Not long after the invasion of Ukraine last year, a group of Russian artists decided to leave their country to continue their careers abroad. Among them was the award-winning Vladimir Logutov, a video and installation artist, whose work is in major Russian galleries and who has previously held exhibitions in China and several European countries, and the UK.
Logutov came to the UK via a circuitous route of Belarus, Georgia and Dubai. Once here, he was given a Global Talent Visa by the UK government to live and work. One of his sponsors, who helped him get his visa, was Jonathan Watkins, who ran Birmingham’s Ikon gallery from 1999 until last year.
Logutov is among the 726 foreigners in the arts and creative industries to gain one of these visas last year—double the 2021 total. Most have come to the UK for political and/or economic reasons. Last year they arrived from 69 different countries including the heavyweights Russia, China, the US and Nigeria, but also Palestine, Syria, Uruguay, Chile, Iceland and Zimbabwe.
Obtaining these figures and countries of origin did, however, require a Freedom of Information request. Maybe because the Home Office is wary to admit to such high numbers? These talent visa figures also contrast with the frustration of some overseas artists trying to perform in the UK, seemingly because they did not have the right temporary visas or paperwork. Those recently thwarted include the Khmelnitsky Orchestra from Ukraine and the German punk band Trigger Cut.
This Conservative government is perceived as being “anti-immigration”, unless those seeking work here are in areas like health, with its clear shortages, or where they can prove they are coming to decently paid jobs. Yet many being given Global Talent Visas in the arts and creative industries have work which is usually not well paid and very uncertain.
Undaunted, Abdulrazaq Awofeso, a Nigerian artist who specialises in wood and found materials, was determined to get to the UK. “There are so many better prospects here. In Nigeria there is also so much corruption,” Awofeso says. He first heard about the Global Talent Visa from a friend in Nigeria. He initially contacted the Home Office and then got letters of recommendation from three different galleries around the world in which he had already exhibited. His application, like all others for visual artists, was then forwarded to Arts Council England (ACE), which, after a sifting process overseen by its director of international, Nick McDowell, makes recommendations to the Home Office. Over the past couple of years, it has agreed visas for about three-quarters of those put forward by ACE.
Awofeso, who now lives in Birmingham, has just held a solo exhibition at Ed Cross gallery in London, and has another in July at the South London Gallery.
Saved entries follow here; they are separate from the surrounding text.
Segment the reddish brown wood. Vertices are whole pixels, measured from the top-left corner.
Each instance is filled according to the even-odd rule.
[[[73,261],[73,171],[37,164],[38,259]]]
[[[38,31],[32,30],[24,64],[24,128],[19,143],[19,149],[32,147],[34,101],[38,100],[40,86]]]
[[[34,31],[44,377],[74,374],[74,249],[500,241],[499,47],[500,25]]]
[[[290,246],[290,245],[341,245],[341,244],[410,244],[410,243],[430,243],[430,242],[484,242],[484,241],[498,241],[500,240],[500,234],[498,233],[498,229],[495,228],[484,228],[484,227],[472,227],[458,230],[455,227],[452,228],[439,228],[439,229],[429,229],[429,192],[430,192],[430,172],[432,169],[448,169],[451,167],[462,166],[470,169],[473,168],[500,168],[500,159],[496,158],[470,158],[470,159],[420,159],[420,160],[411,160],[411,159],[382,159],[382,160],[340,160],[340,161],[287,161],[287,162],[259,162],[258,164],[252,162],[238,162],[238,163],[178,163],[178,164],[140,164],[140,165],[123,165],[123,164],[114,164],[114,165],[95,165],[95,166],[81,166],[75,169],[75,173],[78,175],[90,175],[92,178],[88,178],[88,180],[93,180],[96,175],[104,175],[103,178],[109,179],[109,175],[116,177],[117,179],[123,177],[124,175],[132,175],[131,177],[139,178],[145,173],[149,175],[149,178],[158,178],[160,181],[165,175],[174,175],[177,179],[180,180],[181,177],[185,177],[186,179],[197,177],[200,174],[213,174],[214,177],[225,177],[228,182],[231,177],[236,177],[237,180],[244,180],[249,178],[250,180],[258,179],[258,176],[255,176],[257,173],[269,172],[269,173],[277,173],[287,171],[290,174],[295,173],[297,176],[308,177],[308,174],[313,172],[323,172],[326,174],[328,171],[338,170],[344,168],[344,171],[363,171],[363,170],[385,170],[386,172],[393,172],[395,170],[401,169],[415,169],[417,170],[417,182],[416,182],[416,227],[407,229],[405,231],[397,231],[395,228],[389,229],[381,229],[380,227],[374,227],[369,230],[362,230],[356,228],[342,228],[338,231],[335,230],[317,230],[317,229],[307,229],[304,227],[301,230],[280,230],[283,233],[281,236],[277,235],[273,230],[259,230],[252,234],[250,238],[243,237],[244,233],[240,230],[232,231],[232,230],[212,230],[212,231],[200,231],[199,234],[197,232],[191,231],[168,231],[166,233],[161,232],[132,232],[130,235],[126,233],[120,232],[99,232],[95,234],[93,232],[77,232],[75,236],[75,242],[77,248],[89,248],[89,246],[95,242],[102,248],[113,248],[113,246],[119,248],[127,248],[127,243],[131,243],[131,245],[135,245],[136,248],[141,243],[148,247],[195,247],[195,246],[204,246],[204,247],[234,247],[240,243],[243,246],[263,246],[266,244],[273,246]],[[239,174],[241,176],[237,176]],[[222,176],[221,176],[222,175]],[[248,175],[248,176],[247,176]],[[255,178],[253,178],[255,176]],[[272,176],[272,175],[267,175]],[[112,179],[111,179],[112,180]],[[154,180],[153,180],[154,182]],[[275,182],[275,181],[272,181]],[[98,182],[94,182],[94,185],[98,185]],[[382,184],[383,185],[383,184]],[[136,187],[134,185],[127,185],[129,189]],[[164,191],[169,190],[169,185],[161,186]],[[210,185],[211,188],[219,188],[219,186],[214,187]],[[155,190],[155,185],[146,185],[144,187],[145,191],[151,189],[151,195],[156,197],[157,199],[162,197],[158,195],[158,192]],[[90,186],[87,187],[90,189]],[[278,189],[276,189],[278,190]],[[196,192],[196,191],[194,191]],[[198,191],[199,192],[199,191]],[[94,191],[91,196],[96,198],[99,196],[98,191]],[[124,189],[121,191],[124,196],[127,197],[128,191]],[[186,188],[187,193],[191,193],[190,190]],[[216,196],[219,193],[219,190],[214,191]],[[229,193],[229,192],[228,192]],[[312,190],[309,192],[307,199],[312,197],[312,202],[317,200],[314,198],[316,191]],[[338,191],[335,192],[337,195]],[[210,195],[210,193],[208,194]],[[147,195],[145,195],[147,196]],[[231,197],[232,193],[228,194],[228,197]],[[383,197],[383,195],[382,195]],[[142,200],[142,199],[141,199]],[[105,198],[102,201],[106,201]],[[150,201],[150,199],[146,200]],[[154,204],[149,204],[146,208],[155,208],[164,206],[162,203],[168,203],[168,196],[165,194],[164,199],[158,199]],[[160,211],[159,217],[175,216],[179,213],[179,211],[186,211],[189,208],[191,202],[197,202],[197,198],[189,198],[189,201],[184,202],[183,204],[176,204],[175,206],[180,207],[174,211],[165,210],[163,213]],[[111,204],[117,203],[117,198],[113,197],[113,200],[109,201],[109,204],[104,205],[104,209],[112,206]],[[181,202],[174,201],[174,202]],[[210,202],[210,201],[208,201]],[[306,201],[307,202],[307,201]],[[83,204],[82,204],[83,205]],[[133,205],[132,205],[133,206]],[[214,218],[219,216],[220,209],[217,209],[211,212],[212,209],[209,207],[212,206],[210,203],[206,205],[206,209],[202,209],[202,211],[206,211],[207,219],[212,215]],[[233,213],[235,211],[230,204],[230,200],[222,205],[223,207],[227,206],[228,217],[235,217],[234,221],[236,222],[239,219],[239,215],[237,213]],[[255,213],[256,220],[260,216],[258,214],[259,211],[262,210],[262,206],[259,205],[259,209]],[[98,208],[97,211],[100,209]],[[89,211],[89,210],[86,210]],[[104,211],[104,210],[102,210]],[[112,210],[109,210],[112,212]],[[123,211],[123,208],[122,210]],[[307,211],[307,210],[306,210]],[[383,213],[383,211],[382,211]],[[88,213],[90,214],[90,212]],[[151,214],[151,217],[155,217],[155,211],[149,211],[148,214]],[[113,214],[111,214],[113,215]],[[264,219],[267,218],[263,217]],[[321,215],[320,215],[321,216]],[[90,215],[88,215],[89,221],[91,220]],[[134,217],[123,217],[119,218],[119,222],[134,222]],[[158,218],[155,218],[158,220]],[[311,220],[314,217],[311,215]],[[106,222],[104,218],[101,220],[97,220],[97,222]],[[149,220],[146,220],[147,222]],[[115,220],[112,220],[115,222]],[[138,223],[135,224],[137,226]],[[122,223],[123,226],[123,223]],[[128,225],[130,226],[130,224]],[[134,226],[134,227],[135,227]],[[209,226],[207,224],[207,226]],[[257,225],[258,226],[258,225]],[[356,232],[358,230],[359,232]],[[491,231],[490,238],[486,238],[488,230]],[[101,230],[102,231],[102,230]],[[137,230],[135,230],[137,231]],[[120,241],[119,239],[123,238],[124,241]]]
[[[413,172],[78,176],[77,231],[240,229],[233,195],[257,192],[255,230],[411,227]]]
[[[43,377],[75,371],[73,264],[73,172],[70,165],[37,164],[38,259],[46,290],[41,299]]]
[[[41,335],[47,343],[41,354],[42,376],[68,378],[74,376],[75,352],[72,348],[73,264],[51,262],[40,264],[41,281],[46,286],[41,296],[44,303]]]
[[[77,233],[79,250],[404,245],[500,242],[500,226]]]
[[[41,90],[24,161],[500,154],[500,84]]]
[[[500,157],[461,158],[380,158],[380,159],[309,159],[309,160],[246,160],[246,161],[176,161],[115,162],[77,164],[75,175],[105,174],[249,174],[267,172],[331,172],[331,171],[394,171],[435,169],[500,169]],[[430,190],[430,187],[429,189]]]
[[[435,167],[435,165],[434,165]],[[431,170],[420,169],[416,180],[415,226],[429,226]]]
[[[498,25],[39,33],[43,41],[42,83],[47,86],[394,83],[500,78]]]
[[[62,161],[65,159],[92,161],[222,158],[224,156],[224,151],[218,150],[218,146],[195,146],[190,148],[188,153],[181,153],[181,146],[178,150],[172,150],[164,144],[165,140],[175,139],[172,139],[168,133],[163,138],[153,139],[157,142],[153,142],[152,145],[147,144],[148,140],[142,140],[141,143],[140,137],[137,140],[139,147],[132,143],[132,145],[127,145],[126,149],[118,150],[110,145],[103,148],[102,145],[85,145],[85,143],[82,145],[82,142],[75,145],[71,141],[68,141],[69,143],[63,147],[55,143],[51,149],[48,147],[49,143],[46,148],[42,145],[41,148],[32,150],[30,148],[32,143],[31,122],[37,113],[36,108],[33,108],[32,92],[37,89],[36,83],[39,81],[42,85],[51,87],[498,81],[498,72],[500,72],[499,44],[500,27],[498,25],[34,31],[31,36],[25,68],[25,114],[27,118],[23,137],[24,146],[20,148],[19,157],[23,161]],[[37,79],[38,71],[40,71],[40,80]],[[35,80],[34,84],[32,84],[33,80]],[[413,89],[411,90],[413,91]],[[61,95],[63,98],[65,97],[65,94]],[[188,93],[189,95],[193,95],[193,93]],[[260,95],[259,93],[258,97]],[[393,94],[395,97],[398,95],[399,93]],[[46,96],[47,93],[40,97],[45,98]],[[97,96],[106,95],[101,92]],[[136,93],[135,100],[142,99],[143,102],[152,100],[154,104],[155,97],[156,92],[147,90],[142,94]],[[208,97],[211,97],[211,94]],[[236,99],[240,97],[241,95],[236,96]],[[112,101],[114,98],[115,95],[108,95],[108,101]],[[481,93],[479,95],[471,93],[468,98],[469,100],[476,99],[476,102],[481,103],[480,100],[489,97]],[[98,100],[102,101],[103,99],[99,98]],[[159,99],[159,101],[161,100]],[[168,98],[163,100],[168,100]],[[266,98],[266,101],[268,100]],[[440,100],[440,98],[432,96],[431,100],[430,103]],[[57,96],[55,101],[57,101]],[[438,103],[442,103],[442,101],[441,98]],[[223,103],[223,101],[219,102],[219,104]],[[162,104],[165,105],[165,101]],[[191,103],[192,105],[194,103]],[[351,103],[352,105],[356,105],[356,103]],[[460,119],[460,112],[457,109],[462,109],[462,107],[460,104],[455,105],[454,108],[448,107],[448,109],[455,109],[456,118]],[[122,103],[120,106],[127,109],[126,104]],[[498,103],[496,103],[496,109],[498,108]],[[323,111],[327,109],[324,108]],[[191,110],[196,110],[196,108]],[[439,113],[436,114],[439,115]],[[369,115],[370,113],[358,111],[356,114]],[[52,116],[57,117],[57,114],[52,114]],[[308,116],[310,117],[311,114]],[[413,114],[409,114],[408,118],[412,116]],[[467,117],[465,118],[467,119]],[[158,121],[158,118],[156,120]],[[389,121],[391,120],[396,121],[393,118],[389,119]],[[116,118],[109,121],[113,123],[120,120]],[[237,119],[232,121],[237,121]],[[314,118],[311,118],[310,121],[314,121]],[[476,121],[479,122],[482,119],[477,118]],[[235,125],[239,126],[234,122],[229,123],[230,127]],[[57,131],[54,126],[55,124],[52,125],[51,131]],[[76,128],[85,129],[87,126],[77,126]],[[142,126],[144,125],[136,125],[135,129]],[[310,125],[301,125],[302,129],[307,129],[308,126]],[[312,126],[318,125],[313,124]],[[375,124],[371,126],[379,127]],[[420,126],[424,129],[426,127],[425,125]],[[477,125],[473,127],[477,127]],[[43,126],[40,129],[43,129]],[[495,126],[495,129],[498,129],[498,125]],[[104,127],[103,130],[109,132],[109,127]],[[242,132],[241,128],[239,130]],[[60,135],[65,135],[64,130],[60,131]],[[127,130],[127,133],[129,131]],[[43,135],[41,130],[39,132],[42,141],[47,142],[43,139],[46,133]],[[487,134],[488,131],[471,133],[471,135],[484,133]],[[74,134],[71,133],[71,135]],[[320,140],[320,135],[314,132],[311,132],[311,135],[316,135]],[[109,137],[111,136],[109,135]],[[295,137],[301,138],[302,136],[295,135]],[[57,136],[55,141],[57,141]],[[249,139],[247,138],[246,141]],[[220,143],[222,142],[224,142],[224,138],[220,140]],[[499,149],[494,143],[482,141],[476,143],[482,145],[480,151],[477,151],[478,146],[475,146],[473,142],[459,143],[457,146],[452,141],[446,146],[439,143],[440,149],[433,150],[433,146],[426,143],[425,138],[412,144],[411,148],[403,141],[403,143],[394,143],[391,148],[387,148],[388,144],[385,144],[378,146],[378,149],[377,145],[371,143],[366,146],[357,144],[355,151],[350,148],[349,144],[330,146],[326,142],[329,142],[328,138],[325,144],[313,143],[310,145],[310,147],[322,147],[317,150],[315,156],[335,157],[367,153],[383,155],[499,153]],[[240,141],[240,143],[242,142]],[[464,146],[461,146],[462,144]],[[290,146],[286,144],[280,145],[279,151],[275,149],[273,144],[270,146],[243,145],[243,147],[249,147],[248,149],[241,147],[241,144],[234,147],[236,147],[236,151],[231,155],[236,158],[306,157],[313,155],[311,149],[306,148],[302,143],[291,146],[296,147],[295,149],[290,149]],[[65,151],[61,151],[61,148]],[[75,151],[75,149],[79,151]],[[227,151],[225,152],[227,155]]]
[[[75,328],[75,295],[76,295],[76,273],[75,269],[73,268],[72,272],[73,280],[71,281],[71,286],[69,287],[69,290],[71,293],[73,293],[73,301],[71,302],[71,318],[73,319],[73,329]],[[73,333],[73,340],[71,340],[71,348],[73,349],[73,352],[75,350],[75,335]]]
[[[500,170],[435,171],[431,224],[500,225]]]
He supplements his art income by working as a carpenter.
His compatriot Chika Jones, a performance artist, left Nigeria after run-ins with the police, which he says were over his dreadlocks. He considered trying for a visa for both Canada and the UK but found the British system easier to navigate. Like others, he had to pay £623 for processing his application, plus the £624 annual healthcare surcharge to be able to use the NHS. While Jones has been reasonably successful as a performance artist, he makes ends meet as an online editor, and his wife works as an accountant. After five years, Jones can apply for Indefinite Leave to Remain, so he could settle in the UK permanently.
Not just oppressive countries
Getting out of Iran last year was a priority for the photographers Babak Kazemi and his partner Pargol E. Naloo, who found the regime oppressive and getting gainful employment very tough. “We heard about the visa scheme from friends in Iran and just thought it seemed worth trying,” says Naloo. In fact it was Kazemi who applied while temporarily living in France. He received his visa very quickly after recommendations from the Delfina Foundation and Fariba Farshad, the co-founder of Photo London, the photography fair. Naloo has also received her visa, though it is under the name of her partner. They are both landscape photographers, who still use film. “I fell in love years ago with the magic of the darkroom,” says Kazemi.
Most seeking to work in the UK via a Global Talent Visa come from oppressive or poor countries. Not so August Lamm, a 27-year-old American. She initially considered applying to France and Germany for a Global Talent Visa, but found applying here easier. Lamm, an illustrator and painter, received one of her recommendations from Alastair Adams, until recently the president of the Royal Society of Portrait Painters, whom she met when he was working in New Haven, Connecticut. “London is the world centre for figurative art and portraiture, so that’s why I wanted to come here,” says Lamm, who has also recently published a book, Crosshatching in Pen and Ink.
It looks as if just as many, if not more, Global Talent Visas will be granted this year. Surprising perhaps, as there are many misgivings, particularly within the Conservative Party, about levels of immigrantion. Yet this scheme is adding to our creative pool—something that even some ministers accept as important.
“We’ve transformed the immigration system to encourage the best and brightest to come to the UK, including recognising the immense contribution the creative industries make to our rich culture,” says the immigration minister Robert Jenrick. “Through our Global Talent route, the UK is attracting world-class artists and musicians. It is open to promising individuals who are leaders in their field.”